Re: [PATCH v8 07/16] x86/virt/tdx: Use all system memory when initializing TDX module as TDX memory

[Huang, Kai]

On Thu, 2023-01-12 at 08:56 +0800, Huang, Ying wrote:
> "Huang, Kai" <kai.huang@xxxxxxxxx> writes:
> 
> > On Tue, 2023-01-10 at 08:18 -0800, Hansen, Dave wrote:
> > > On 1/10/23 04:09, Huang, Kai wrote:
> > > > On Mon, 2023-01-09 at 08:51 -0800, Dave Hansen wrote:
> > > > > On 1/9/23 03:48, Huang, Kai wrote:
> > > > > > > > > > This can also be enhanced in the future, i.e. by allowing adding non-TDX
> > > > > > > > > > memory to a separate NUMA node.  In this case, the "TDX-capable" nodes
> > > > > > > > > > and the "non-TDX-capable" nodes can co-exist, but the kernel/userspace
> > > > > > > > > > needs to guarantee memory pages for TDX guests are always allocated from
> > > > > > > > > > the "TDX-capable" nodes.
> > > > > > > > 
> > > > > > > > Why does it need to be enhanced?  What's the problem?
> > > > > > 
> > > > > > The problem is after TDX module initialization, no more memory can be hot-added
> > > > > > to the page allocator.
> > > > > > 
> > > > > > Kirill suggested this may not be ideal. With the existing NUMA ABIs we can
> > > > > > actually have both TDX-capable and non-TDX-capable NUMA nodes online.

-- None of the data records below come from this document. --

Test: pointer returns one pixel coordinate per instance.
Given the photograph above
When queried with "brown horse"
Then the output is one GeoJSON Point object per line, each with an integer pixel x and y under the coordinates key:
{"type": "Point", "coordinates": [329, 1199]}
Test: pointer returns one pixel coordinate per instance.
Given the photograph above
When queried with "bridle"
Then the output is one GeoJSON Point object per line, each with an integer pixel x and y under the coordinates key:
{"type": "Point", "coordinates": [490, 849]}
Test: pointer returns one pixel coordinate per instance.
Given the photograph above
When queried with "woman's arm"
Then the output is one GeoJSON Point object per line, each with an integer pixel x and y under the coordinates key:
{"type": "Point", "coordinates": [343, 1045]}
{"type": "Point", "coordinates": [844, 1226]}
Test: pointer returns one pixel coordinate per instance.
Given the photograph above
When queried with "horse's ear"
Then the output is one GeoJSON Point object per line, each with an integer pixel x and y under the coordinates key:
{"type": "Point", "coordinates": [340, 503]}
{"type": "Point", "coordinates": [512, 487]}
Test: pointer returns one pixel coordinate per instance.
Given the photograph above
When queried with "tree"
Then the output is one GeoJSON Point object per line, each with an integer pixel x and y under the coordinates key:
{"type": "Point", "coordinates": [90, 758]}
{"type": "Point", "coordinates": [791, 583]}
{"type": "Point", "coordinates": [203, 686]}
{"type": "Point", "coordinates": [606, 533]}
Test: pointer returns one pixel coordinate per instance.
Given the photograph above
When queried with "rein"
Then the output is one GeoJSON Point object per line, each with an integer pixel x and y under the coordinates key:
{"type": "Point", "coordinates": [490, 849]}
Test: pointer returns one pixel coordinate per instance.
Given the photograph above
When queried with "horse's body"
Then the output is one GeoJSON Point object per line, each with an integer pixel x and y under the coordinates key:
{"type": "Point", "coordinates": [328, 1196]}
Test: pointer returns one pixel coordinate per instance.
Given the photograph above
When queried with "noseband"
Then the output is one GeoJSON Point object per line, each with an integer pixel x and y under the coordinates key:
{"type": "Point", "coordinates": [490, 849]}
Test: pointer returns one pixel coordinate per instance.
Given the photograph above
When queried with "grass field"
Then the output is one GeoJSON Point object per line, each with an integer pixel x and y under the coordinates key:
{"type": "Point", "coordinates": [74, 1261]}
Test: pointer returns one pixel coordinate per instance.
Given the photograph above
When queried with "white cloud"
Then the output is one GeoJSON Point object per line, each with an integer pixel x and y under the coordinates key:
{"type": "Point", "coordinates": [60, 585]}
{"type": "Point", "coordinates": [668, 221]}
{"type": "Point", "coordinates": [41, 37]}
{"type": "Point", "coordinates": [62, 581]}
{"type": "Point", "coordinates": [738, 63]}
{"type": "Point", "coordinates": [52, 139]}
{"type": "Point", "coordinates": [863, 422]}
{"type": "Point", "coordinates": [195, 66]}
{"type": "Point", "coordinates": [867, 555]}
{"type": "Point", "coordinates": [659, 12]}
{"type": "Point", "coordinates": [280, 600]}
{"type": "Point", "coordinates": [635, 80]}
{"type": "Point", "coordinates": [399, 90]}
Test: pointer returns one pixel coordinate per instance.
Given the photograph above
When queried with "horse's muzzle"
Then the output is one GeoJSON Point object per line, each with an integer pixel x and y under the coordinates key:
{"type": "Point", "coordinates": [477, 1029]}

We can
> > > > > > bind TDX workloads to TDX-capable nodes while other non-TDX workloads can
> > > > > > utilize all memory.
> > > > > > 
> > > > > > But probably it is not necessarily to call out in the changelog?
> > > > > 
> > > > > Let's say that we add this TDX-compatible-node ABI in the future.  What
> > > > > will old code do that doesn't know about this ABI?
> > > > 
> > > > Right.  The old app will break w/o knowing the new ABI.  One resolution, I
> > > > think, is we don't introduce new userspace ABI, but hide "TDX-capable" and "non-
> > > > TDX-capable" nodes in the kernel, and let kernel to enforce always allocating
> > > > TDX guest memory from those "TDX-capable" nodes.
> > > 
> > > That doesn't actually hide all of the behavior from users.  Let's say
> > > they do:
> > > 
> > >       numactl --membind=6 qemu-kvm ...
> > > 
> > > In other words, take all of this guest's memory and put it on node 6.
> > > There lots of free memory on node 6 which is TDX-*IN*compatible.  Then,
> > > they make it a TDX guest:
> > > 
> > >       numactl --membind=6 qemu-kvm -tdx ...
> > > 
> > > What happens?  Does the kernel silently ignore the --membind=6?  Or does
> > > it return -ENOMEM somewhere and confuse the user who has *LOTS* of free
> > > memory on node 6.
> > > 
> > > In other words, I don't think the kernel can just enforce this
> > > internally and hide it from userspace.
> > 
> > IIUC, the kernel, for instance KVM who has knowledge the 'task_struct' is a TDX
> > guest, can manually AND "TDX-capable" node masks to task's mempolicy, so that
> > the memory will always be allocated from those "TDX-capable" nodes.  KVM can
> > refuse to create the TDX guest if it found task's mempolicy doesn't have any
> > "TDX-capable" node, and print out a clear message to the userspace.
> > 
> > But I am new to the core-mm, so I might have some misunderstanding.
> 
> KVM here means in-kernel KVM module?  If so, KVM can only output some
> message in dmesg.  Which isn't very good for users to digest.  It's
> better for the user space QEMU to detect whether current configuration
> is usable and respond to users, via GUI, or syslog, etc.

I am not against this. For instance, maybe we can add some dedicated error code
and let KVM return it to Qemu, but I don't want to speak for KVM guys.  We can
discuss this more when we have patches actually sent out to the community.